# Co-Teaching

## Contents

# Introduction

## Title of Paper

Co-teaching: Robust Training Deep Neural Networks with Extremely Noisy Labels

## Contributions

The paper proposes a novel approach to training deep neural networks on data with noisy labels. The proposed architecture, named ‘co-teaching’, maintains two networks simultaneously, which focuses on training on selected clean instances and avoids estimating the noise transition matrix. In addition, using stochastic optimization with momentum to train the deep networks and clean data can be memorized by nonlinear deep networks, which becomes robust. The experiments are conducted on noisy versions of MNIST, CIFAR-10 and CIFAR-100 datasets. Empirical results demonstrate that, under extremely noisy circumstances (i.e., 45% of noisy labels), the robustness of deep learning models trained by the co-teaching approach is much superior to state-of-the-art baselines

## Terminology

Ground-Truth Labels: The proper objective labels (i.e. the real, or ‘true’, labels) of the data.

Noisy Labels: Labels that are corrupted (either manually or through the data collection process) from ground-truth labels. This can result in false positives.

# Intuition

The Co-teaching architecture maintains two networks with different learning abilities simultaneously. The reason why Co-teaching is more robust can be explained as follows. Usually when learning on a batch of noisy data, only the error from the network itself is transferred back to facilitate learning. But in the case of Co-teaching, the two networks are able to filter different type of errors, and flow back to itself and the other network. As a result, the two models learn together, from the network itself and the partner network.

# Motivation

The paper draws motivation from two key facts:

• That many data collection processes yield noisy labels. • That deep neural networks have a high capacity to overfit to noisy labels.

Because of these facts, it is challenging to train deep networks to be robust with noisy labels.

# Related Works

1. Statistical learning methods: Some approaches use statistical learning methods for the problem of learning from extremely noisy labels. These approaches can be divided into 3 strands: surrogate loss, noise estimation, and probabilistic modelling. In the surrogate loss category, one work proposes an unbiased estimator to provide the noise corrected loss approach. Another work presented a robust non-convex loss, which is the special case in a family of robust losses. In the noise rate estimation category, some authors propose a class-probability estimator using order statistics on the range of scores. Another work presented the same estimator using the slope of ROC curve. In the probabilistic modelling category, there is a two coin model proposed to handle noise labels from multiple annotators.

2. Deep learning methods: There are also deep learning approaches that can be used to approach data with noisy labels. One work proposed a unified framework to distill knowledge from clean labels and knowledge graphs. Another work trained a label cleaning network by a small set of clean labels and used it to reduce the noise in large-scale noisy labels. There is also a proposed joint optimization framework to learn parameters and estimate true labels simultaneously. Another work leverages an additional validation set to adaptively assign weights to training examples in every iteration. One particular paper ads a crowd layer after the output layer for noisy labels from multiple annotators.
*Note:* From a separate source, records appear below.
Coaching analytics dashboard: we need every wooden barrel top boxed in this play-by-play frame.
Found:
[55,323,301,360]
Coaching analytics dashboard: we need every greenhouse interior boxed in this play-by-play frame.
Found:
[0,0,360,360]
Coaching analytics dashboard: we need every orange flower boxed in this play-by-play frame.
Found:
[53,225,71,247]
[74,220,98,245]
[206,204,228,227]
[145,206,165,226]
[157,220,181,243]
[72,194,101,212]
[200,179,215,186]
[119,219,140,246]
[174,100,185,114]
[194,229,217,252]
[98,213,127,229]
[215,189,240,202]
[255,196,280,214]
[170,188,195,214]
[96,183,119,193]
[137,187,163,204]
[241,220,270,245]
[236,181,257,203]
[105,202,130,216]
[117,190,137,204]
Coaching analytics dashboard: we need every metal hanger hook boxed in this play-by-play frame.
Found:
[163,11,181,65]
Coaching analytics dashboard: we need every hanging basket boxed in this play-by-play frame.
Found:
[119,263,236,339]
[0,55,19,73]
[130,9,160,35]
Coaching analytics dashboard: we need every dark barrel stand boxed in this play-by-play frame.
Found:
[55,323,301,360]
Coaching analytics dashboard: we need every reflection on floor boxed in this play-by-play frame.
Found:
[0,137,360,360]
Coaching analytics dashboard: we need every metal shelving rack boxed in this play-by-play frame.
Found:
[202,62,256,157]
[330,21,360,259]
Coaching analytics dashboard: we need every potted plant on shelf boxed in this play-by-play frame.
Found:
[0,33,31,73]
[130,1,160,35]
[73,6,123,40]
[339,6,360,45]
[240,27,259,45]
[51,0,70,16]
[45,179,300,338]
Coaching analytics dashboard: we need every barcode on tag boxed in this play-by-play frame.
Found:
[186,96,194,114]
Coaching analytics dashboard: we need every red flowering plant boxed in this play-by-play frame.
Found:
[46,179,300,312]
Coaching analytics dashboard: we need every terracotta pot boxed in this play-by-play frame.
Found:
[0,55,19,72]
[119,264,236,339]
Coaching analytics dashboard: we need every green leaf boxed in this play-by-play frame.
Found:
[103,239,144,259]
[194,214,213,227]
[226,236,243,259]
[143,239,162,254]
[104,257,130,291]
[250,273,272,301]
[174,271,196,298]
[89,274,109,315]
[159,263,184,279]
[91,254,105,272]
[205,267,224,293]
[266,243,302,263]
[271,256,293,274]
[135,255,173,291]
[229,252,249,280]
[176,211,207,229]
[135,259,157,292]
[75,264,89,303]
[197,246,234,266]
3. Learning to teach methods: It is another approach to this problem. The methods are made up by the teacher and student networks. The teacher network selects more informative instances for better training of student networks. Most works did not account for noisy labels, with exception to MentorNet, which applied the idea on data with noisy labels.

# Co-Teaching Algorithm

The idea as shown in the algorithm above is to train two deep networks simultaneously. In each mini-batch using mini-batch gradient descent, each network selects its small-loss instances as useful knowledge and then teaches these useful instances to the peer network. [math]R(T)[/math] governs the percentage of small-loss instances to be used in updating the parameters of each network.

# Summary of Experiment

## Proposed Method

The proposed co-teaching method maintains two networks simultaneously, and samples instances with small loss at each mini batch. The sample of small-loss instances is then taught to the peer network.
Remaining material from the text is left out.